About
The objective of this project is to devise a method which can be used to extract buildings from an aerial image. Although more effective methods which use supervised classification and neural networks exist, our main aim is to use only image processing for this task.
Method 1
In the first method we started off by applying segmentation techniques to the input aerial image to identify similar regions so that the processing for later on becomes easier. We tried two different segmentation techniques namely K-means segmentation method and Mean-shift segmentation method.

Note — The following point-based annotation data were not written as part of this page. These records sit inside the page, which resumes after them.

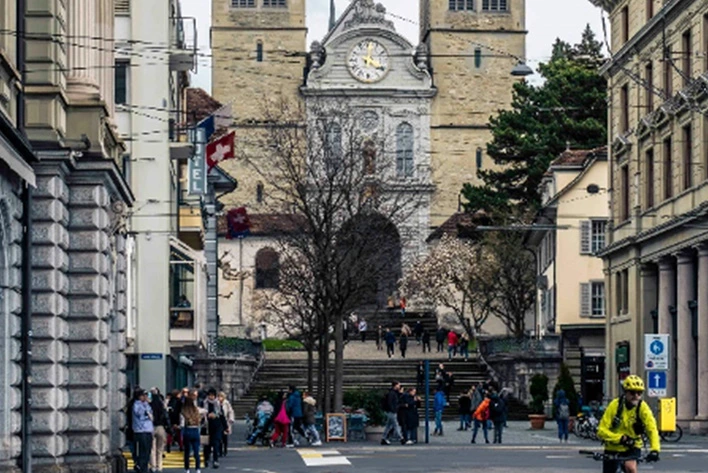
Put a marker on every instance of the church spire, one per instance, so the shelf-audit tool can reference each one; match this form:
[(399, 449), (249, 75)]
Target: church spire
[(332, 15)]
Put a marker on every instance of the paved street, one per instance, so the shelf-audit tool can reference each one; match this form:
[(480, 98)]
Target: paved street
[(524, 450)]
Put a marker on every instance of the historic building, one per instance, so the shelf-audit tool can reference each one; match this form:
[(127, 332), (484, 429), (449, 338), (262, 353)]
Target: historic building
[(568, 233), (656, 258)]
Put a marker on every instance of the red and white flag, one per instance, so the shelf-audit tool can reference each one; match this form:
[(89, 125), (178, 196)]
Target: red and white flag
[(220, 150)]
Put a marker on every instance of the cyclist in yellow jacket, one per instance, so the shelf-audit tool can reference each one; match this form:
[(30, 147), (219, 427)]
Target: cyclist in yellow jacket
[(622, 426)]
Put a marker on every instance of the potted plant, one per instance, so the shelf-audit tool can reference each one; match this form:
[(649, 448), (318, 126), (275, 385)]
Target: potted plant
[(539, 395), (566, 383)]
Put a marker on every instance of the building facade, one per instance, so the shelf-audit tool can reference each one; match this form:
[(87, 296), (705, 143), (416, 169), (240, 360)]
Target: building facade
[(656, 262), (570, 280)]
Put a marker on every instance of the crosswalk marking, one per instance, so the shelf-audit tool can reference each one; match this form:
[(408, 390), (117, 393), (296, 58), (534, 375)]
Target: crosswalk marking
[(327, 457)]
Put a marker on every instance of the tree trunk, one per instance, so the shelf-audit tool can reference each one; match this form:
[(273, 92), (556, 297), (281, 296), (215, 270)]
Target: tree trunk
[(338, 364)]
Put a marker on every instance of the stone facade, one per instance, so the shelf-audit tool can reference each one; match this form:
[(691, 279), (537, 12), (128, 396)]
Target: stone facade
[(656, 264)]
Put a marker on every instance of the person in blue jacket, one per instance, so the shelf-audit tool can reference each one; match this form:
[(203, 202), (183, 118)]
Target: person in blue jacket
[(438, 407), (293, 406)]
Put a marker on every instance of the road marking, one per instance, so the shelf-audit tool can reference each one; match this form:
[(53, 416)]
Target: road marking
[(326, 457)]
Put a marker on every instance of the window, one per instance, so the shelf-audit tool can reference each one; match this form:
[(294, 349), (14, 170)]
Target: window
[(592, 299), (624, 190), (494, 5), (649, 78), (624, 18), (477, 57), (686, 53), (333, 147), (267, 269), (649, 176), (624, 104), (687, 157), (459, 5), (404, 150), (121, 82), (668, 170)]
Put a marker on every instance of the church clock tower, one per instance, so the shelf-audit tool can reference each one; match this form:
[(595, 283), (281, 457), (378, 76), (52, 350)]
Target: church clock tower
[(471, 45)]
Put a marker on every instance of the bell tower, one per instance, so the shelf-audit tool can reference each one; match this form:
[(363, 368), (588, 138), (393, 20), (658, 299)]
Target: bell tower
[(473, 45)]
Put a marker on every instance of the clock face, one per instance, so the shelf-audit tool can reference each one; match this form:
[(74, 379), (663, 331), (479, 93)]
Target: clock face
[(368, 61)]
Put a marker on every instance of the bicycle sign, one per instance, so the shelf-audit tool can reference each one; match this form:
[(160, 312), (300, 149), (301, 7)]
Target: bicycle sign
[(656, 351)]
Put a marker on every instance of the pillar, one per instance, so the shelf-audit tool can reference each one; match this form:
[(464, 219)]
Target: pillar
[(667, 299), (702, 332), (686, 344)]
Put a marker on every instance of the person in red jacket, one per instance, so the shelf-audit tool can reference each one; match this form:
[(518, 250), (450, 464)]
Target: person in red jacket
[(451, 344), (481, 416)]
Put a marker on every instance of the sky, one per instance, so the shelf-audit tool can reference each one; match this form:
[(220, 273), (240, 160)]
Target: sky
[(546, 20)]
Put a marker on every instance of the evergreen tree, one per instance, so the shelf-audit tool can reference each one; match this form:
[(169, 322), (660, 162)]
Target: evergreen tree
[(569, 108)]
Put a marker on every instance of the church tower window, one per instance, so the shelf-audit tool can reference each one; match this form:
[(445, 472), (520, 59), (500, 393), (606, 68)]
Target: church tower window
[(404, 150), (494, 5), (461, 5)]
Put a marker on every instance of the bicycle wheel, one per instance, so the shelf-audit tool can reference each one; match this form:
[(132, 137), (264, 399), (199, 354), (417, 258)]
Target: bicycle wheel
[(672, 437)]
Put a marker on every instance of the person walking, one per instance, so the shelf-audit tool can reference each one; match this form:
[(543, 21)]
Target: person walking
[(426, 340), (161, 424), (481, 417), (390, 340), (143, 429), (230, 417), (390, 407), (438, 407), (191, 418), (561, 407)]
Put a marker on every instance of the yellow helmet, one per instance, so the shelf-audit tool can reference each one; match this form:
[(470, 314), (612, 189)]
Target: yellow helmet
[(633, 383)]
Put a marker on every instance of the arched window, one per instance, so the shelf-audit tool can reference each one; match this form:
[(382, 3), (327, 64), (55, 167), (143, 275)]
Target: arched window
[(267, 269), (404, 150), (332, 146)]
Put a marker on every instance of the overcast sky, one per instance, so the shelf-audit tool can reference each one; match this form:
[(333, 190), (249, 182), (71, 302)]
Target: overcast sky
[(546, 20)]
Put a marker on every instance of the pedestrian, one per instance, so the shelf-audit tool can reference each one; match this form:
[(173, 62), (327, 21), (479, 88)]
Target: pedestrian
[(403, 344), (412, 403), (480, 418), (561, 406), (390, 407), (294, 408), (440, 337), (230, 416), (216, 423), (426, 340), (496, 415), (439, 406), (464, 403), (191, 418), (363, 327), (143, 429), (309, 412), (451, 344), (465, 345), (390, 339), (161, 425), (281, 421)]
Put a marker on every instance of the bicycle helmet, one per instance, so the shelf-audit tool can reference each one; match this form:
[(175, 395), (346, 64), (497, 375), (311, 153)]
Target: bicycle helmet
[(633, 383)]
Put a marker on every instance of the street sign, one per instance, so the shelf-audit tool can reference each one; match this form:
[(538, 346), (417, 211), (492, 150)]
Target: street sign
[(656, 351)]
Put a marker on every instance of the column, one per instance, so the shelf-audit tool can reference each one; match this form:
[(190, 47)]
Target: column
[(686, 345), (83, 49), (667, 299), (703, 332)]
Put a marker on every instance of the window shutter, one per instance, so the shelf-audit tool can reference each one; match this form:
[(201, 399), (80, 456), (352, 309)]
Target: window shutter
[(585, 232), (585, 308)]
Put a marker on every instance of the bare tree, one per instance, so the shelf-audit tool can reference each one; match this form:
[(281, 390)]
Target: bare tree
[(341, 184)]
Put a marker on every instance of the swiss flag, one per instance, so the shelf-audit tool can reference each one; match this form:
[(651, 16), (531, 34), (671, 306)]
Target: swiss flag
[(220, 150), (238, 223)]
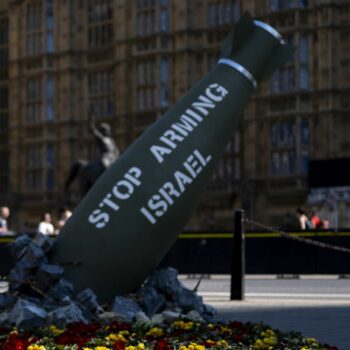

K-means Segmentation: First we converted the given image to the LAB color space and then we classified the A & B namespace using k-means clustering. we chose the number of clusters to be four and got the result as shown in the figure ’b’ above. This happened because we are only considering the color space and not spatial properties and hence our result is not what was desired.
Mean-shift Segmentation: For each data point, mean shift defines a window around it and computes the mean of data point. Then it shifts the center of window to the mean and repeats the algorithm till it converges. We are considering three things while calculating the mean-shift : the size of the kernel, the range bandwidth and the minimum number of pixels to be considered for a cluster.
The next step was to identify the edges of the building. For this we tried two edge detection techniques - Canny edge detection and Sobel edge detection. Although the result of Sobel edge detection method is giving a clearer boundary of the buildings, we chose to go forward with the output given by the Canny edge detection technique. This was done because in the former method the output has a lot of noise and unwanted polygons whereas the latter is giving us a clearer idea where the buildings are which is essential for our next steps.
Next we applied Morphological operations - dilation followed by erosion(closing), then bridging the gaps between edges and finally shrinking and cleaning the image which gave us two sets of images - one having closed polygons and the others a set of non-closed edges.
Our next step is to apply the convex hull method to the non-closed polygons edges to obtain polygons which identify where each building lie. Then we applied the vegetation and shadow masking(as explained in the next section) to remove the unwanted regions in the image.Using the output after masking and combining with the closed polygon image we applied local edge detection technique in the original image for those regions only.
Method 2
The aim of this method is to mask out everything which is not building. Here we take an assumption that the area in the aerial images have only vegetation, shadows and roads. The rest is either building or a unclassifed area.
The first step of the algorithm is to mask out the vegetation from the aerial images. As we are only using the red, green and blue feature space and not Infrared space, we can’t find out NDVI value map and further mask out the vegetation. So to find out the vegetation area, we use the Visible Atmospherically Resistant Index (VARI) and RI index to find out the vegetation area. The are defined as: VARI = (g-r)/(g+r-b) RI = g/b
As this image has a lot of salt and pepper noise and blobs, so we applied a median filter and then an opening operations to get rid of the noise.
The next step is to mask out the shadows from the image. To achieve our goal use the following shadow index to find the shadow region: SI = (b-g) / (b+g)
And get the result shown in figure below. But it also contains a lot of salt and pepper noise, and also blobs, we use median filter followed by opening operations to find out the shadow mask.
Now after we have the vegetation and the shadow mask, we subtract the mask from the input image in all the bands and obtain an image which is free of vegetation and shadow. After masking out the image, we do a mean-shift segmentation and we get the the output as shown in the image below:
The black area shown in the image is the masked out region. Now what we need to do is remove the road area. For this, first we take use of the fact that, in an area image, the roads will be connected to each other and thus the number of pixels belonging to the road will be maximum and all will be connected.
To reach our above aim, we first find the area which is not masked out, thus we subtract the masked image of vegetation and shadow. Then we further apply a closing operation to separate out the different components of the image. The output is shown below:
After obtaining this image, we find the skeleton of the image and we get the result as shown below.
We can see that the line segments are broken and separated. To join them, we do an opening operation, and later find the connected components of the segments. After finding the connected components, we threshold all the segments on the basis of number of pixels in each segment. We retain only those segment which are above a specific threshold, which helps us decide with are roads and which are not. The results are shown below:
After obtaining the skeleton of the road we do a region growth operation, and limit it to a specific limitation from the origin masked out image. After this we get the road mask as shown below.
As the final step we mask out the above area and from the segmented image and get the final result as shown below. The area shown in grey is the area that is classified as buildings.
Conclusion
There are several shortcomings in the first method which we have used. First of all, even though we applied vegetation masking it only removed the fields and gardens but the trees are still not accounted for. Thats why our final image has trees in it also marked as buildings. Secondly, if in the aerial image has the colour of the building very similar to the roads then the output is very erroneous. This is because we haven’t applied a method to filter out the road from the image. Second method is based on masking out the different area corresponding to vegetation, shadow and road. It overcomes the problems of faced by the first method, and works for most of the images we have tested on.